With their basset hound earlobes and noses like ripe figs these venerable gentlemen come at us from the deep period drama well of the BBC in all their shuddering glory. Delivering their lines in dulcet tones they draw us into times gone by and deliver for our viewing pleasure stories brimming with resplendent costumes and high drama. Don’t ya just love it?
I think of Alun Armstrong who played Inspector Bucket in the 2005 adaptation of Charles Dickens’s Bleak House. I love his face! And talk about figgy noses. When he asks the Lady Deadlock’s butler for a pinch of snuff you actually feel sorry for the little bits being drawn into that vast cavern. But you can’t take your eyes away. His copious talents were also evident in Little Dorrit – yeah – Dickens again. Playing Jeremiah Flintwinch, Mr. Armstrong was as nasty as nasty gets and viewers the world over cheered when he finally got his due. A superb actor to the end.
Also starring in Bleak House is Charles Dance playing the despicable Mr. Tulkinghorn. He makes us hate Mr. T. primarily by the skillful use of his eyes. The rest of him barely moves. The squint is what gets you. Oh – and the slight dipping of the chin as he tells you you’re something less than a burnt crumpet if you don’t come around to his way of thinking. You kind of want to march over and give him a smart blow on the cheek, but the evil in those eyes holds you back. Simply delightful.

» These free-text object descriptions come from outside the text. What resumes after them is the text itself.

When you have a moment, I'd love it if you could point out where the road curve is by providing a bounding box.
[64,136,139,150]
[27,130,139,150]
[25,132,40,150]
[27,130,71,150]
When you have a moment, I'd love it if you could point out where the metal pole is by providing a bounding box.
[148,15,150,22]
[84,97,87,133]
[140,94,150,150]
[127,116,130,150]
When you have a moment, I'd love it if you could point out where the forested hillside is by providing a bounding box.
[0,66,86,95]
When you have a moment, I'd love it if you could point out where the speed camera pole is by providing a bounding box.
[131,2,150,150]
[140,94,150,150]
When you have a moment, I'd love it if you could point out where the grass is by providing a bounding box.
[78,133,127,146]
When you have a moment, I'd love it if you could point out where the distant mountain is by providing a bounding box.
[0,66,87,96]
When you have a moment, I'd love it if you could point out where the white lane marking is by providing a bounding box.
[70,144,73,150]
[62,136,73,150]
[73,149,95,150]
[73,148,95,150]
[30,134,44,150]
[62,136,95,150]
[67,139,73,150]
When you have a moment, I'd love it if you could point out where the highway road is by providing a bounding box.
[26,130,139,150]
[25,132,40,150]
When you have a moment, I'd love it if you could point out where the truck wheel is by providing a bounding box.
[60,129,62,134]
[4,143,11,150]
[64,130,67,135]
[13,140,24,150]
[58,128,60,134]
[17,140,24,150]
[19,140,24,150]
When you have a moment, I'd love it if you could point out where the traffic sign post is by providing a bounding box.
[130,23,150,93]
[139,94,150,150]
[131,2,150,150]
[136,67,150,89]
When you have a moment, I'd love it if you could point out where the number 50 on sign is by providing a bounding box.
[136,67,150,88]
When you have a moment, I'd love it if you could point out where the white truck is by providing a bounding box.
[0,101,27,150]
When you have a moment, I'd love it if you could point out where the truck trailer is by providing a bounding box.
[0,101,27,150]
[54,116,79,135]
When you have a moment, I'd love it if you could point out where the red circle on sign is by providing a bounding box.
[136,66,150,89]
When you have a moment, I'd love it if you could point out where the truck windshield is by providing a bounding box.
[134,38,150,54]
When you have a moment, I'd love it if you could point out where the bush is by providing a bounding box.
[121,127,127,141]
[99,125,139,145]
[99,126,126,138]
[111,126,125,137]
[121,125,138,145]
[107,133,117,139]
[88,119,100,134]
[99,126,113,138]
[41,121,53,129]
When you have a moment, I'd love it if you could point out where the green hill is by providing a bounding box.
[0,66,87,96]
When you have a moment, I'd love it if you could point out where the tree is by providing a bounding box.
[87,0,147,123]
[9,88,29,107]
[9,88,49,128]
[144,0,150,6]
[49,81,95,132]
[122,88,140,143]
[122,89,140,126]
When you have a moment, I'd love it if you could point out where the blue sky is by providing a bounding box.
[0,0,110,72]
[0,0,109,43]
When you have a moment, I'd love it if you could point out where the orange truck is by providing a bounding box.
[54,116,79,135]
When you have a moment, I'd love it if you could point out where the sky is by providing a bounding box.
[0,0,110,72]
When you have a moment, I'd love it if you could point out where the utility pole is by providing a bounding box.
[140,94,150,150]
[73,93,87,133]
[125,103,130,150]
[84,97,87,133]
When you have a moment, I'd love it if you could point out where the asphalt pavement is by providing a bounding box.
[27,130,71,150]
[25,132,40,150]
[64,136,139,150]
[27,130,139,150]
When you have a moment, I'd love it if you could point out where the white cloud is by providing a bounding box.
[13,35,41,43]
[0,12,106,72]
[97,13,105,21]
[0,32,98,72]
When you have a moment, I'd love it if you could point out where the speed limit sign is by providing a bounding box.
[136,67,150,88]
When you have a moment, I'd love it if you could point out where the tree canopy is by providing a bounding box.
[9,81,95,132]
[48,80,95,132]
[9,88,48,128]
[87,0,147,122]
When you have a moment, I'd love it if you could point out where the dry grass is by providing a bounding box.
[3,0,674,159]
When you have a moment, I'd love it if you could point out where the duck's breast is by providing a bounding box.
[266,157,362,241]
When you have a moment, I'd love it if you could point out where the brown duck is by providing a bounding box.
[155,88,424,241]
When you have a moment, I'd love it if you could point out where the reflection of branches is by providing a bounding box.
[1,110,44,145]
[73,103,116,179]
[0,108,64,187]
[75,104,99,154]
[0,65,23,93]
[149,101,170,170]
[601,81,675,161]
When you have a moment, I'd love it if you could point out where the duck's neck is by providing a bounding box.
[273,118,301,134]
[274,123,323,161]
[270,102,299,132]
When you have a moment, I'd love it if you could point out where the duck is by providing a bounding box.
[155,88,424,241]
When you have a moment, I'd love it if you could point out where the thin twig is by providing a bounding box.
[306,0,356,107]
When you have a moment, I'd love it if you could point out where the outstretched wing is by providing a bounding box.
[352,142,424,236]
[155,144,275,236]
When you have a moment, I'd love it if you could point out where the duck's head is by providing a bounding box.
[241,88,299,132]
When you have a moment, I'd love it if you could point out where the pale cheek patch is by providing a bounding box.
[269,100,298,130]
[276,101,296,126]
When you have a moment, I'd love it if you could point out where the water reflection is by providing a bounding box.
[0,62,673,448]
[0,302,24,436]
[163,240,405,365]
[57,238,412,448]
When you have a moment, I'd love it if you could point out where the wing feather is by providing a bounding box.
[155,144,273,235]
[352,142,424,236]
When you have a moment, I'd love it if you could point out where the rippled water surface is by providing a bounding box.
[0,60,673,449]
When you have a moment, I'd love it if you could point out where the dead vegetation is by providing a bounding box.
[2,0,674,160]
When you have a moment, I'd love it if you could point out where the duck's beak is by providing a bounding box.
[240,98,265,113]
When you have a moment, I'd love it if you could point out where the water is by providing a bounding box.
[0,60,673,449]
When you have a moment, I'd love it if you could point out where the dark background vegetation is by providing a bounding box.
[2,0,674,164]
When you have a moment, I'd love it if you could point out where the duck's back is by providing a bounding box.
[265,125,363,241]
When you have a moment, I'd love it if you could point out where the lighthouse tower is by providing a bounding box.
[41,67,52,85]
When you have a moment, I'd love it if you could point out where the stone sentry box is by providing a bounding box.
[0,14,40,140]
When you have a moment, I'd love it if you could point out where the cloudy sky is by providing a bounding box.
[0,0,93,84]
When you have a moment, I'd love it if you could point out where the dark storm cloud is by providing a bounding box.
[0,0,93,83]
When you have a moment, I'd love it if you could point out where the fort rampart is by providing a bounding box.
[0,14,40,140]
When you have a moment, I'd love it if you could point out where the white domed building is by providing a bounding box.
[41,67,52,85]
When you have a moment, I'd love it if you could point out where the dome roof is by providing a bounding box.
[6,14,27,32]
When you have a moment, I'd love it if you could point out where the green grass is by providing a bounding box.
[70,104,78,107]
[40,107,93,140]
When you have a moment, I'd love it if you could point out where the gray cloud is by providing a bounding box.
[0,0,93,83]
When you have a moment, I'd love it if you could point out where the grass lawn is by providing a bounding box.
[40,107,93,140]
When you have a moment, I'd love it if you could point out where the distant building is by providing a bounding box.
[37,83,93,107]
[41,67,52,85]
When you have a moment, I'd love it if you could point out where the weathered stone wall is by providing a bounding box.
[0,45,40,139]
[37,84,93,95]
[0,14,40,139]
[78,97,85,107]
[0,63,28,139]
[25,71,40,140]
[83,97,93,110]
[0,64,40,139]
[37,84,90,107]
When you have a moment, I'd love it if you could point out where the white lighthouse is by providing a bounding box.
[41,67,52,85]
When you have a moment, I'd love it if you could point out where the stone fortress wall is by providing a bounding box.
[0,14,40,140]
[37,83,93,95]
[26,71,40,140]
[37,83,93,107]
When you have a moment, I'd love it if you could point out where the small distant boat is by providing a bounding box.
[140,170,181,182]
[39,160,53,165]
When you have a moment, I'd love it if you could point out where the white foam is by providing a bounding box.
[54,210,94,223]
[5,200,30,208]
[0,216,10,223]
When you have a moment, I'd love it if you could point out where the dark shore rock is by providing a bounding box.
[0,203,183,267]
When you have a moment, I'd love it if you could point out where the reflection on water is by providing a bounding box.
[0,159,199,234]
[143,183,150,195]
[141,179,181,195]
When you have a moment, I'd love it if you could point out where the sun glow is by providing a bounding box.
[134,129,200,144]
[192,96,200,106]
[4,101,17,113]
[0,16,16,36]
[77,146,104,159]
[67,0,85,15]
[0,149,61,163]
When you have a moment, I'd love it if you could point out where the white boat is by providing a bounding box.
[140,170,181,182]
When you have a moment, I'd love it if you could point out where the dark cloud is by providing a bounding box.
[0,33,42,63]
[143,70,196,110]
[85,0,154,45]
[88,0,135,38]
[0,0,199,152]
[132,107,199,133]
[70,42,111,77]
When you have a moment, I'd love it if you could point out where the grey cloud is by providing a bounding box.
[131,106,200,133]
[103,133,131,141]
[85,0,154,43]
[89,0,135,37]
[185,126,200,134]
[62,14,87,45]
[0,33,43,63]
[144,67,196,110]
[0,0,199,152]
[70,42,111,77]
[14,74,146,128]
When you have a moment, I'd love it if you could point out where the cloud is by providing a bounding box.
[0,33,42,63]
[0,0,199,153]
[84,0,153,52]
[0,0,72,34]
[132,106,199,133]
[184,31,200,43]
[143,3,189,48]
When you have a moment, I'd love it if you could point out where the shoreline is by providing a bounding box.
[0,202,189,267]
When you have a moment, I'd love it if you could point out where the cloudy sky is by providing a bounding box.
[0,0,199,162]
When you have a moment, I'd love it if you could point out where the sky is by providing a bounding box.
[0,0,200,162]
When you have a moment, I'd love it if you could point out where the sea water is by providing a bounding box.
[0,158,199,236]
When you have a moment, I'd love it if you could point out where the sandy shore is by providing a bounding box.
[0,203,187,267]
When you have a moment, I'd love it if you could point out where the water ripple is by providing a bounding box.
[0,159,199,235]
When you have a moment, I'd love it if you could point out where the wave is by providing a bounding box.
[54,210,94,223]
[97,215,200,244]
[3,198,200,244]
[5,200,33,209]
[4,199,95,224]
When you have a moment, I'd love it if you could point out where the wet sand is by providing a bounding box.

And Tom Wilkerson! His portrayal of Mr. Pecksniff in – yet another Dickens’s – Martin Chuzzlewit is beyond brilliant. His depiction of that smarmy sycophant brought our understanding of the term to new heights. Now a whole other generation knows what Pecksniffian means. Tom is more or less a whole body actor, or at least he was in this, and that acting is inspired.
Not to leave the younger fellows out; how about Tom Hardy in the 2009 version of Wuthering Heights? Get outta the way Sir Lawrence Olivier! What promise hath young Tom? More than most of us will ever have or want.
Then we have Matthew Macfadyen, also in Little Dorrit and giving us a passable Mr. Darcy in the 2005 production of Pride and Prejudice. Also consider the dreamy Richard Armitage – he of North and South fame and Robin Hood – playing a truly dastardly Guy of Gisborne. He also possesses a nose of great promise. Fig anyone?
I could go on and on. I've only dipped lightly into the vast and briny ocean of British actors. Suffice it to say the best ones grow into their faces and use them to full advantage. Don’t give me pretty or chiseled or some impossible Greek god. Botox – gasp! Never. None of that for me. Give me a man who’s daily faced the dragon and come away scarred and wiser with a well worn, weather beaten face that fascinates. And bless my soul, you’ve got to hand it to those Brits – they do it better than anyone.